American film festival

The LA Shorts International Film Festival (LA Shorts), founded by Robert Arentz in 1997, is one of the largest international short film festivals in the world with more than three hundred films screening annually.

In order to qualify for a short film award at the annual Academy Awards (the Oscars) one must meet the Rules and Eligibility criteria, which includes qualification through awards at qualifying festivals. LA Shorts is the only film festival with seven award categories recognized by the Academy Awards.

The festival is accredited by the Academy of Motion Picture Arts and Sciences and award winners are eligible for Academy nomination. LA Shorts is also an official qualifying event for the British Academy of Film and Television Arts (BAFTA) short film awards. and the Academy of Canadian Cinema and Television (ACCT) presenters of the Canadian Screen Awards – eligible international film festivals. An official qualifying film festival by The Academy of Motion Picture Arts and Sciences of Spain Goya Awards.

LA Shorts alumni directors include Tim Burton, Bryan Singer, Paul Haggis, Shane Black, Jason Reitman, John Woo, Tony Scott, David Lynch, Joe Carnahan, Louis D'Esposito, Terry Gilliam, Jon Favreau, Scarlett Johansson, Vin Diesel, Hilary Swank, Demi Moore, Courteney Cox, Jessica Biel, Kirsten Dunst, Luke Wilson, Ralph Macchio, Ricky Gervais and many more.

In 2023, the festival celebrated its 27th annual year with over 500 screened films.

The Los Angeles Shorts International Film Festival is held annually at L.A. Live in downtown Los Angeles. The official screening venue is Regal Cinemas L.A. LIVE Stadium 14.

==Prestige==
In 2010, MovieMaker magazine reported that a total of 33 LA Shorts Fest winners had earned Academy Award nominations, with eleven filmmakers taking home the Oscar.
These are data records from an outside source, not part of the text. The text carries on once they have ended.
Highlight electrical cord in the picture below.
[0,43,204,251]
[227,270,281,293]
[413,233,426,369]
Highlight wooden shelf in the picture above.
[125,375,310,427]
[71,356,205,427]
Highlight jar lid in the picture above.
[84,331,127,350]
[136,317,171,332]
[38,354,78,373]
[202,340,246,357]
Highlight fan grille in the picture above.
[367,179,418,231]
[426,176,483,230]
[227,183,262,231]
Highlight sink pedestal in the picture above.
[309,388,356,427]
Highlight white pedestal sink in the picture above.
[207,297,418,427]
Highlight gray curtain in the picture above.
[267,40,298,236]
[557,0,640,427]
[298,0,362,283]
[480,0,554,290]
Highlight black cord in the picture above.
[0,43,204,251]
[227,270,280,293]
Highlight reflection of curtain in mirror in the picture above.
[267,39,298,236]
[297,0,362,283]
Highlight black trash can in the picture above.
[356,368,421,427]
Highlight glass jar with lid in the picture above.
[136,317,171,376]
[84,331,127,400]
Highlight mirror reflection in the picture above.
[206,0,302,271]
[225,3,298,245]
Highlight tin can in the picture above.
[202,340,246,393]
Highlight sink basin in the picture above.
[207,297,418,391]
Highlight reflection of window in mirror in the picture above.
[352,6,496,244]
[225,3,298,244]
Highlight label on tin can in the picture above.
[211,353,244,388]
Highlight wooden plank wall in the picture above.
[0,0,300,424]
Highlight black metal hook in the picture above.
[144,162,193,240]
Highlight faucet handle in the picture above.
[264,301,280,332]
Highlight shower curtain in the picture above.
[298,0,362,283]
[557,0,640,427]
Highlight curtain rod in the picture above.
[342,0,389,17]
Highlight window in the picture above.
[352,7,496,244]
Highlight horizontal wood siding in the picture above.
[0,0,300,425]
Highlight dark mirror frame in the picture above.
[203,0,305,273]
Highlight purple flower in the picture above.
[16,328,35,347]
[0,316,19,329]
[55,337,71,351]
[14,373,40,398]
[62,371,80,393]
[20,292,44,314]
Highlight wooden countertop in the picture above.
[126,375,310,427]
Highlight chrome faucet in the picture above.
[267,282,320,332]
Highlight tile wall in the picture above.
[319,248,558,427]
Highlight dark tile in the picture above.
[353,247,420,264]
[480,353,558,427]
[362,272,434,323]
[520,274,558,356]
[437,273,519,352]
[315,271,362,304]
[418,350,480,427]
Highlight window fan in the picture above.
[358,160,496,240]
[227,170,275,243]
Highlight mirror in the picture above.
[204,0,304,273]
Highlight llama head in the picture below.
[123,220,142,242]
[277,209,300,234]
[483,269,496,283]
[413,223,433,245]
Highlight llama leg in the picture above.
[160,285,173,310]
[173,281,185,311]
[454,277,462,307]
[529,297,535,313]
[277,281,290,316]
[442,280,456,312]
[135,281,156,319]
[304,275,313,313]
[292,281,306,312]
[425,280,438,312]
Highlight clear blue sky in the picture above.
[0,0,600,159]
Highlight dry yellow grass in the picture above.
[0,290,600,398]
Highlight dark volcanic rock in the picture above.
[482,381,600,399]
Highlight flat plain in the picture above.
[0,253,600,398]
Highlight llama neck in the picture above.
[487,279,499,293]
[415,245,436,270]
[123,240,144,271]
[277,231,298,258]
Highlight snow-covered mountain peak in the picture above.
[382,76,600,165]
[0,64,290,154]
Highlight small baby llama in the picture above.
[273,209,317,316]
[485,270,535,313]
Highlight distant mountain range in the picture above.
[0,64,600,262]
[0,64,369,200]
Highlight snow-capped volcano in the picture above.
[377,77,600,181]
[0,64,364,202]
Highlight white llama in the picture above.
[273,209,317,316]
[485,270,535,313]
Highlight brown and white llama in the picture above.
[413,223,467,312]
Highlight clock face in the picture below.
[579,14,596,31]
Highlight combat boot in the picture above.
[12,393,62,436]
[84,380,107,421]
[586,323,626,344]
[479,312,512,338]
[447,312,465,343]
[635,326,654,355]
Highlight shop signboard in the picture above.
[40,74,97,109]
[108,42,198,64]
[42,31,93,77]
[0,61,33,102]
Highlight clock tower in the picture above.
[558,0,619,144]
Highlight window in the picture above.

According to Film Festival Life, LA Shorts Fest is the only film festival with seven award categories recognized by the Academy Awards. It has reported that a total of forty-four LA Shorts Fest winners have progressed through to become Academy Award nominees, with fourteen filmmakers winning an Oscar.

==Honorees==
The festival has honored Charles Chaplin, Harold Lloyd, and Robert Wise.